To the best of our knowledge, this study is the first report on the oncologic equivalence of PN and RN for cT1-2/N0/M0 renal tumors with histologically confirmed pT1-3a/Nx cc-RCC from a single-center series of consecutive cases treated with MI approach. Our findings provide evidence supporting MIPN as a viable option in selected cc-RCCs > 7 cm and confirms the negligible effects of incidental pT3a cc-RCCs on oncologic outcomes after PN.

However, our study does have some limitations. Despite the intent to minimize the effects of selection biases with the employment of a PSM analysis, the increased adoption of PN in the last years for larger and more complex tumors might be a potential confounder [17]. This might be because of the availability of robotic platforms since June 2010 and the high incidence of “complex PNs” due to a selective referral from low-volume and mid-volume centers.
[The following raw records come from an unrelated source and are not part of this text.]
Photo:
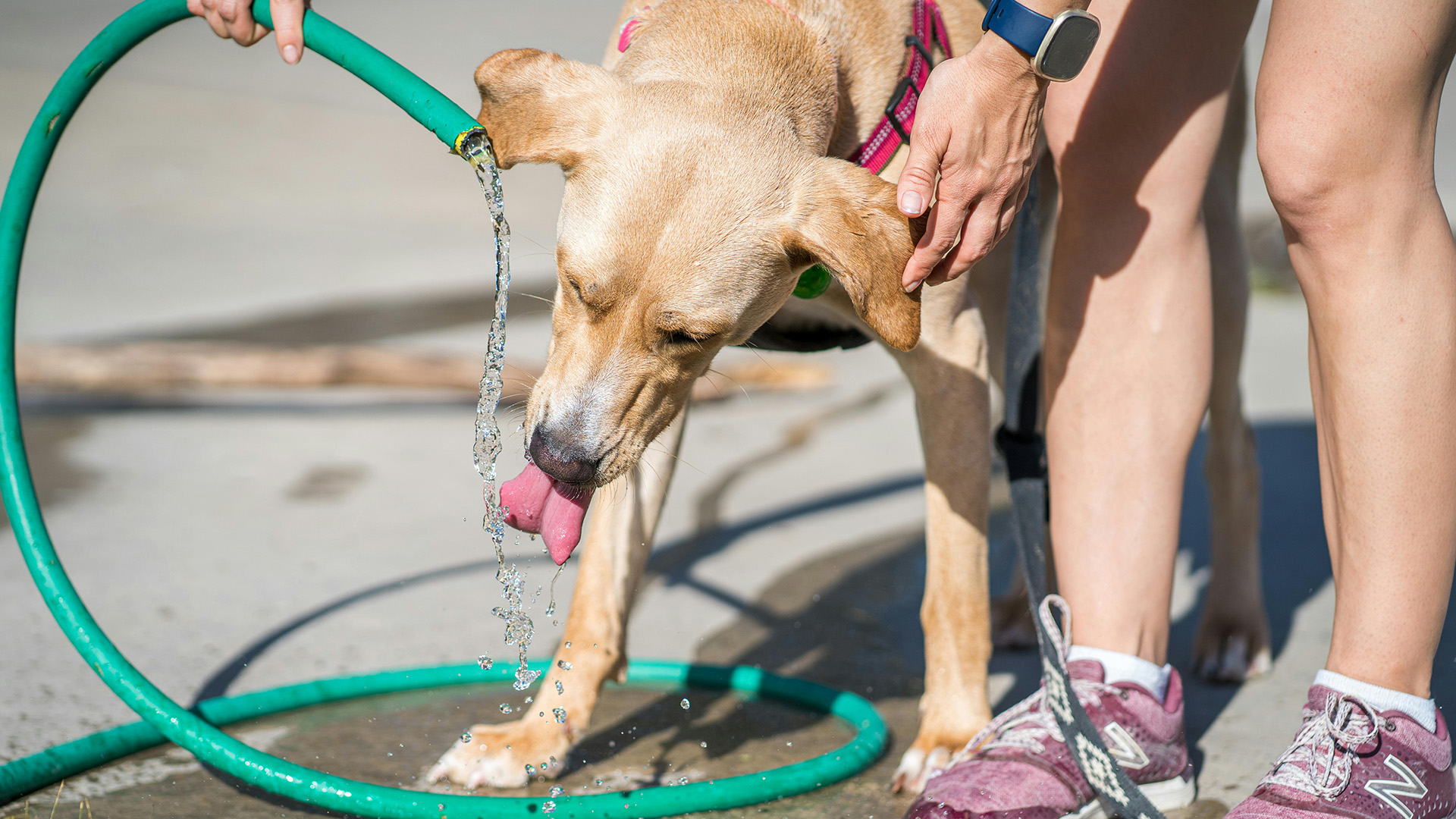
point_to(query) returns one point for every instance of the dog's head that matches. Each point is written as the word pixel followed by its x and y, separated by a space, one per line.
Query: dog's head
pixel 685 224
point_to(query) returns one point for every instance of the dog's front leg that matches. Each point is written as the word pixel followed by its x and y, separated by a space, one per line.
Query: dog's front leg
pixel 949 376
pixel 613 554
pixel 1234 635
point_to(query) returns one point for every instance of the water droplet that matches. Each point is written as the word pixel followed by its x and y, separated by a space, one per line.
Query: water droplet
pixel 525 676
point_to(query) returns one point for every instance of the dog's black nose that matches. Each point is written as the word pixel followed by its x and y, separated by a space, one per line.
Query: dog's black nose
pixel 561 460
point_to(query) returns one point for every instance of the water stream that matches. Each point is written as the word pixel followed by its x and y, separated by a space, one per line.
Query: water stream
pixel 519 627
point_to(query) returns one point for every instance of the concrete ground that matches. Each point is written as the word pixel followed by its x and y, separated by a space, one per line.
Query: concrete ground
pixel 232 541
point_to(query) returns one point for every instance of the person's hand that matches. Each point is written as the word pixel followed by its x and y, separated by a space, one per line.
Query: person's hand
pixel 976 129
pixel 234 19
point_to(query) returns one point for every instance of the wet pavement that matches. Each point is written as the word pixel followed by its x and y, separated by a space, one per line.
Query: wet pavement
pixel 239 539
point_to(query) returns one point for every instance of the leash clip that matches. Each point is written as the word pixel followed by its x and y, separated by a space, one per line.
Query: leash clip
pixel 906 86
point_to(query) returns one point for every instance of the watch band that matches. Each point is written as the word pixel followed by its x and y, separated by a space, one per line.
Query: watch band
pixel 1017 25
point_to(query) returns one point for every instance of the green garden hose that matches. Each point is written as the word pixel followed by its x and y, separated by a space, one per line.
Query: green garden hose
pixel 199 732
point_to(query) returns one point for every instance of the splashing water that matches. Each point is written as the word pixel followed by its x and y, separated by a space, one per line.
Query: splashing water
pixel 519 627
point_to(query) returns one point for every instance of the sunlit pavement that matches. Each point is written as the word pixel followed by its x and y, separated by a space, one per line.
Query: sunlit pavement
pixel 207 191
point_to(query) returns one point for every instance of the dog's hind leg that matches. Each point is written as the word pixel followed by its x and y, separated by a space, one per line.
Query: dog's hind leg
pixel 1234 639
pixel 949 375
pixel 613 554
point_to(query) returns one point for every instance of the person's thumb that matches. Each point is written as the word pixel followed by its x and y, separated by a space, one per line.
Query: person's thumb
pixel 289 28
pixel 916 183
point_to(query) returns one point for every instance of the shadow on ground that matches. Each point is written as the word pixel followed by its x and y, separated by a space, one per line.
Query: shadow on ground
pixel 849 620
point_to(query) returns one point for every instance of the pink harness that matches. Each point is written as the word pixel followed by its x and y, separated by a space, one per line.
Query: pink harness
pixel 894 127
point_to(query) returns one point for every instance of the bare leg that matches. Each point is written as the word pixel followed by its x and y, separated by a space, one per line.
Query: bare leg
pixel 613 556
pixel 1128 312
pixel 1346 105
pixel 1234 635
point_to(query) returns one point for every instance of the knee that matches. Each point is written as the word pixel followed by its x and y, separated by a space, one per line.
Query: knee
pixel 1304 172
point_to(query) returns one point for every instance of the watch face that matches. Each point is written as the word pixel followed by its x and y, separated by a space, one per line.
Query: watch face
pixel 1068 47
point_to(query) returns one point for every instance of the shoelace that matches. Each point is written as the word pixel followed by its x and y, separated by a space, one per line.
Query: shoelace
pixel 1321 758
pixel 1028 725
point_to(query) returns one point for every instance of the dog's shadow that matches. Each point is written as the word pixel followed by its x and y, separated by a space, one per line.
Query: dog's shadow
pixel 852 620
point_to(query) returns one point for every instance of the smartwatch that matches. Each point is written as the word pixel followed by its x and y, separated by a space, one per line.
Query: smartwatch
pixel 1059 47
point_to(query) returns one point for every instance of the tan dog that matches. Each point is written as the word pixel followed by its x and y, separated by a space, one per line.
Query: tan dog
pixel 702 177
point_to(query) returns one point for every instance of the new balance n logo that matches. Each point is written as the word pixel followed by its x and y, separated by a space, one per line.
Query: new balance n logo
pixel 1389 790
pixel 1126 749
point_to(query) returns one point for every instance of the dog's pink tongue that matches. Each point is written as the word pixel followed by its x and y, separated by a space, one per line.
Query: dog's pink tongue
pixel 525 497
pixel 561 521
pixel 541 504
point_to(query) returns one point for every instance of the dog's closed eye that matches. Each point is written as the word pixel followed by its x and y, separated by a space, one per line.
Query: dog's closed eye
pixel 682 337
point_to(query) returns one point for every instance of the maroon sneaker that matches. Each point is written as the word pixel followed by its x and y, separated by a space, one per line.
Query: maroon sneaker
pixel 1019 765
pixel 1354 763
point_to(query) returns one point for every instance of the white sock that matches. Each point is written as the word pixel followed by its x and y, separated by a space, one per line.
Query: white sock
pixel 1126 668
pixel 1382 698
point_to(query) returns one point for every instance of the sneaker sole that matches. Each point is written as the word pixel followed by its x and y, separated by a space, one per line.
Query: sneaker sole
pixel 1166 795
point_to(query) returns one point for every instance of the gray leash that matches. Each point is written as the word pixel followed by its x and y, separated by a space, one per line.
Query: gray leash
pixel 1025 455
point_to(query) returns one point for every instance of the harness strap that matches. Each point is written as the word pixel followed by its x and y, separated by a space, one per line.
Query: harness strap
pixel 928 30
pixel 1024 449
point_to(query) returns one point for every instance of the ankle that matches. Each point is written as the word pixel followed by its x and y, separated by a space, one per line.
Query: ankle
pixel 1126 668
pixel 1420 708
Also, the feasibility of minimally invasive PN for tumors >4 cm cannot be generalized. Over this yearly caseload, the laparoscopic and robotic skills of the surgical team are the main determinants of technical feasibility in this surgical treatment. Notably, the oncologic equivalence of PN and RN in our report is based on a 0 % positive surgical margin rate either in RN or in PN PSM cohorts. The achievement of negative surgical margins in complex PN cases can be challenging especially without proper surgical training and advanced surgical skills. Therefore, the reproducibility of our findings remains in question, especially due to the missing data about validated anatomical and morphometric scores to assess tumor complexity as well as perioperative complication rates. Further analyses are warranted to assess potential functional benefits of PN for tumors larger than 4 cm.

Conclusions

This study highlights the oncologic equivalence of PN and RN for cT1-2/N0/M0 cc-RCC. After adjusting for established prognosticators, and when negative surgical margins are ensured, the PN and RN for patients with cc-RCC larger than 7 cm provided equivalent oncologic outcomes . The safety and reproducibility of our findings in centers with lower surgical volume should be further investigated in larger multi-center cohorts.